In one randomized, double-blind, placebo controlled, crossover trial of patients with soft tissue injuries sustained during karate the participants, aged 13 to 21 years, took either a multi-enzyme formulation (Wobenzym) or placebo prophylactically for 8 weeks, beginning 2 weeks prior to the start of karate training. The superiority of enzyme therapy in reducing symptoms of inflammation was obvious.
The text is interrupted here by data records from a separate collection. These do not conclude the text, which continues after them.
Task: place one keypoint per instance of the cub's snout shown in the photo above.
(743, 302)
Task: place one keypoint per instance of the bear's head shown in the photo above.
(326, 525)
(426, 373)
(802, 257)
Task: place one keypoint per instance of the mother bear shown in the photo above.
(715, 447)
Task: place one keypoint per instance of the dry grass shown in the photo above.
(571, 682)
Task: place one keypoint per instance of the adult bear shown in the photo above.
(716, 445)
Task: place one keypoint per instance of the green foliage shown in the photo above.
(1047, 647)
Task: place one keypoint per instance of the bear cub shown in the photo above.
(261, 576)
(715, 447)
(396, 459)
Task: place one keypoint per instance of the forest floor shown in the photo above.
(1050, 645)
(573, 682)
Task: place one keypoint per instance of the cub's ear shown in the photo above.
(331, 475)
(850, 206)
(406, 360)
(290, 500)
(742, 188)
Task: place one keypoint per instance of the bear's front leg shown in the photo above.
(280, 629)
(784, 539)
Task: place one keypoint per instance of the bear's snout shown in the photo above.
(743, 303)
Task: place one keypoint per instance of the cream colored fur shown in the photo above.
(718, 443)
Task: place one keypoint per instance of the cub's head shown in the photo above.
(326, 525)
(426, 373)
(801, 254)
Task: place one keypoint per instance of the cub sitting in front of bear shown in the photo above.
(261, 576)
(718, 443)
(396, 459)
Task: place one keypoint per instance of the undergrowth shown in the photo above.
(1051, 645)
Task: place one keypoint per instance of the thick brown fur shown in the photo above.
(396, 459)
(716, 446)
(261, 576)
One of the most important potential benefits of systemic multi-enzyme therapy is in the treatment of rheumatoid arthritis. Conventional treatment of this devastating disease involves powerful, dangerous drugs, like steroidal and nonsteroidal anti-inflammatory drugs, as well as more exotic treatments, such as methotrexate and D-penicillamine. About the best one can say about these drugs is that they may provide a degree of short-term symptomatic relief. At worst, they will kill you.
Numerous studies in animals and people with rheumatoid arthritis indicate that enzyme therapy can manage symptoms of pain and inflammation at least as well as the conventional drugs but with none of the adverse effects. In fact, side effects with enzymes are virtually nonexistent.
Physicians who are experienced with systemic multi-enzyme therapy find that, in addition to treatment of arthritis and related diseases, prophylactic treatment offers a wide range of benefits following injury or surgery, including:
- Less postoperative, soft-tissue swelling and hematoma
- Earlier mobilization, reducing the degree of muscle atrophy, arthritis and pain on movement
- Less risk of thromboembolic complications
- Less pain and discomfort due to swelling
- Less risk of cartilage or capsular damage due to immobility
- Quicker recovery, with lower associated costs
- Quicker return to training for athletes
Although individual proteolytic enzymes are useful, the extraordinary combination of these enzymes yields a combination greater than the sum of its parts. Systemic multi-enzyme therapy has proved helpful in cases of arthritis and related diseases, offering a wide range of benefits relative to anti-inflammatory, vasculoprotective, and immunomodulatory effects.